A complete speech segmentation system using Kaldi and x-vectors for voice activity detection (VAD) and speaker diarisation.

Last update: Oct 27, 2022

Overview

bbc-speech-segmenter: Voice Activity Detection & Speaker Diarization

A complete speech segmentation system using Kaldi and x-vectors for voice activity detection (VAD) and speaker diarisation.
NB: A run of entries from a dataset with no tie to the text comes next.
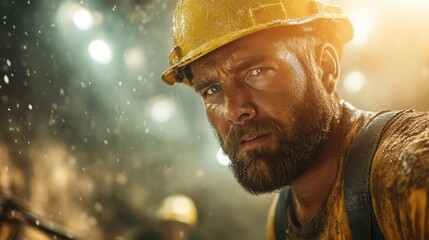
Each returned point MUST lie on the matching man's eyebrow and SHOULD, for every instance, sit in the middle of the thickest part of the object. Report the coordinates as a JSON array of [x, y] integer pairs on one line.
[[201, 83], [247, 62]]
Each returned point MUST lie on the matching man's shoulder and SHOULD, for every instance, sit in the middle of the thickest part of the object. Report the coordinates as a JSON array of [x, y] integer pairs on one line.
[[404, 147], [399, 175], [406, 138]]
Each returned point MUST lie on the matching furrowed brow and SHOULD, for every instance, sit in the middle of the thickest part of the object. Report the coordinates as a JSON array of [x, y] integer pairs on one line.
[[202, 83]]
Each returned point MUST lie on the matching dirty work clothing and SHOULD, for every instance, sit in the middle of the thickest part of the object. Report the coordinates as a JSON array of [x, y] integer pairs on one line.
[[399, 182]]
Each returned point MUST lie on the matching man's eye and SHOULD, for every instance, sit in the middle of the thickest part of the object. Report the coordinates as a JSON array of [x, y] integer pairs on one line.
[[213, 89], [256, 71]]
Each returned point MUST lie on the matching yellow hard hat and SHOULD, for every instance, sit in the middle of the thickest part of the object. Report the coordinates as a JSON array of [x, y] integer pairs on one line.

The x-vector-vad system is described in the paper; Ogura, M. & Haynes, M. (2021) X-vector-vad for Multi-genre Broadcast Speech-to-text. The paper has been submitted to 2021 IEEE Automatic Speech Recognition and Understanding Workshop (ASRU) and is currently under review as of June 2021.

ASRU 2021 website

Quickstart

$ docker pull bbcrd/bbc-speech-segmenter

# Test

$ docker run -w /wrk -v `pwd`:/wrk bbcrd/bbc-speech-segmenter ./test.sh

# Segmentation help

$ docker run bbcrd/bbc-speech-segmenter ./run-segmentation.sh --help
usage: run-segmentation.sh [options] input.wav input.stm output-dir

options:
  --nj NUM                 Maximum number of CPU cores to use
  --stage STAGE            Start from this stage
  --cluster-threshold THR  Cluster stopping criteria. Default: -0.3
  --vad-threshold THR      Xvector classifier threshold. Lower the number the
                           more speech segments shall be returned at the
                           expense of accuracy. Default: 0.2
  --vad-method             Filter segments on an individual or segment basis.
                           Default: individual
  --no-vad                 Skip xvector vad stages. Default: false
  --help                   Print this message

# Run segmentation (VAD + diarisation), results are in output-dir/diarize.stm

$ docker run -v `pwd`:/data bbcrd/bbc-speech-segmenter \
  ./run-segmentation.sh /data/audio.wav /data/audio.stm /data/output-dir

$ cat output-dir/diarize.stm
audio 0 audio_S00004 3.750 10.125 <speech>
audio 0 audio_S00003 10.125 13.687 <speech>
audio 0 audio_S00004 13.688 16.313 <speech>
...

# Train x-vector classifier

$ docker run -w /wrk/recipe -v `pwd`:/wrk bbcrd/bbc-speech-segmenter \
  local/xvector_utils.py data/bbc-vad-train/reference.stm            \
  data/bbc-vad-train/xvectors.ark new_model.pkl

# Evaluate x-vector classifier

$ docker run -w /wrk/recipe -v `pwd`:/wrk bbcrd/bbc-speech-segmenter \
  local/xvector_utils.py evaluate data/bbc-vad-eval/reference.stm    \
  data/bbc-vad-eval/xvectors.ark model/xvector-classifier.pkl

Audio & STM file format

In order to run the segmentation script you need your audio in 16Khz Mono WAV format. You also need an STM file describing the segments you want to apply voice activity detection and speaker diarization to.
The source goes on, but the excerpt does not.